I fetched up behind a big half-rotted tree stump, both hands clamped over my mouth to stop my ragged gasps from escaping. The tip of my earlobe dripped hot blood down onto my shoulder. My husband had shot me. Alexei had shot me. And I wasn’t even surprised. He knew he’d never win me back, and even if he had, he’d never have been satisfied living the rest of his life hanging on the arm of a more famous wife. Maybe he wouldn’t have thought to kill me on his own, but the marksman had handed him a chance on a silver platter: either I’d have died in the duel with the President’s would-be assassin and Alexei would get to raise the alarm alone, the grieving widower and heroic messenger—or I killed the marksman, Alexei killed me when I was exhausted and off guard, and the rest went according to script. Either way, he didn’t have to share the glory with me, and he was free of his bitch wife.
Or maybe he hadn’t even thought it through that much. Maybe he just wanted me dead and thought he could get away with it.
“Don’t run, Mila.” I heard Alexei reloading his Colt, and I scrabbled for my own in my sodden pocket. “I saw how wet that coat was. You’ll freeze to death out here if you run, and it won’t be pretty. I’ll make it quick.”
I got my pistol into my cold-numbed hand, frantically reloading, still fighting for breath. I risked a glance over the stump, and he was nowhere in sight. He wasn’t stupid; he knew not to give me a silhouette. I’d be foolish to underestimate him simply because he wasn’t the marksman I’d just left dead. My husband was no sniper, but he’d already winged me in near-total darkness, from thirty paces, with an unfamiliar weapon. And he was warm, rested, alert, committed; a man with dry clothes, sturdy shoes, and the prize of a lifetime—freedom, fame—within his grasp. Not an exhausted, half-frozen woman with two broken ribs and pulverized feet, who’d left a blood trail clear from Rock Creek while driving herself to the breaking point dispatching another man bent on killing her tonight.

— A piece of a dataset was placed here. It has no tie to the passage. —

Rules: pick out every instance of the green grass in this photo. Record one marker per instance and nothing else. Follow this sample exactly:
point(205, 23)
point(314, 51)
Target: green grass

For an instant, I felt my whole shivering body contract in on itself, and I understood why animals sometimes froze in a predator’s path and waited with dulled eyes for death to claim them. I was so tired. I’d shot so many enemies in Odessa, in Sevastopol—now I’d crossed half the globe and I was still shooting enemies. When did they stop coming? When would I look around and see no one advancing to kill me? Could I just close my eyes and let it all stop?
But Alexei wasn’t any enemy; he was the first enemy. The one I’d outgrown, the one I’d stopped being afraid of a long time ago when larger monsters entered my sights . . . but still the first. The one whose gaze had prickled me as I pulled a five-year-old Slavka away from him at the shooting range, the one who made me think perhaps it would be just as well if I learned to shoot. Not only so I had a father’s skills to teach my son someday, but if the moment came to defend us.
Well. Here it was. Die here, and Alexei would try his best to swan home a hero and claim my son.
“Mila?” His voice sounded again, impatient, taut. “Don’t play dead. I know I didn’t hit you. If I had, you’d be screaming.”
I drew a deep, slow breath. “You have no idea what makes me scream. In battlefield or in bed, you pathetic sad sack of a man.”